Classification of vision perception using EEG signals for brain computer interface
Abstract
Patients suffering from Motor Neuron Disease (MND) and semi-paralysis have
trouble to maneuver a conventional wheelchair independently. As a response, this
research was conducted whereby an individual’s visual perception can associate to
movement controls. The designed system could later on be integrated into an autonomous
wheelchair. The Brain Computer Interface (BCI) system would require the
Electroencephalography (EEG) signal to be recorded from the subject using Mindset24
EEG amplifier. Subsequently, the signals’ noise content was been analysed with analysis
of variance (ANOVA) whereby signal with high noise content was removed from the
samples. Then, spectral energy of different bands of EEG signal (θ, α, β1, β2, β3 and γ)

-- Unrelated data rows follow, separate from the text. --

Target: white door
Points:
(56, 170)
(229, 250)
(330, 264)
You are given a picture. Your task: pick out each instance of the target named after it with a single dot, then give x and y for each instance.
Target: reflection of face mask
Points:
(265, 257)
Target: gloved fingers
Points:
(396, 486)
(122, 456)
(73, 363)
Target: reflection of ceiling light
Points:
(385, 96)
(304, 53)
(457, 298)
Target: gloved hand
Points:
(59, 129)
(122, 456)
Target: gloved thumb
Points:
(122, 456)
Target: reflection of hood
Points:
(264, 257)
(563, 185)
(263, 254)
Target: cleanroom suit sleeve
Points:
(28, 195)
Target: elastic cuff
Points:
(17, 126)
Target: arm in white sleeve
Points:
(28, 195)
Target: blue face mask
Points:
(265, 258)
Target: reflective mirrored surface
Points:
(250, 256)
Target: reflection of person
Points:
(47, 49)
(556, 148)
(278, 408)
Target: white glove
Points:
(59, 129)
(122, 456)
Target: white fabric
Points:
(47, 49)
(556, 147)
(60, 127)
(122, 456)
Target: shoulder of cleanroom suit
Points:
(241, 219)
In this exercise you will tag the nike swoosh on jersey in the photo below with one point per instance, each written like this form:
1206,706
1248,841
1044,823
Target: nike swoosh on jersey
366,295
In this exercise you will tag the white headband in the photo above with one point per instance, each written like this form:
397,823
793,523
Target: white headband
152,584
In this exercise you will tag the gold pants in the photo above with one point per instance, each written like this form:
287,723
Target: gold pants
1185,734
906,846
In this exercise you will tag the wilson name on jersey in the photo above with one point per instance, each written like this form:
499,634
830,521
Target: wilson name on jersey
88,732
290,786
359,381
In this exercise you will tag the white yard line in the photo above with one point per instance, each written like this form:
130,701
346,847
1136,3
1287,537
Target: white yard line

pertaining to an individual’s visual perception were extracted. Next, dimension reduction
was performed to select band features based on feature separability using Devijver’s
Feature Index (DFI) and Principle Component Analysis (PCA). Finally, neural network
models, namely, multi-layered perceptron (MLP), Elman Recurrent Neural Network
(ERNN) and nonlinear exogenous autoregressive model (NARX) have been designed to
as classifiers to determine the subject’s visual perception, with an average accuracy of
over 90%. Among the trained classifier, ERNN was chosen for it yielded a relatively
higher performance in the both the Locational Matching and Image Recognition
Paradigm in terms of classification accuracies (97.75% and 97.81% respectively).
Therefore ERNN is the most suitable classifier to be used for application of visual
perception to help MND patient navigate in a wheelchair.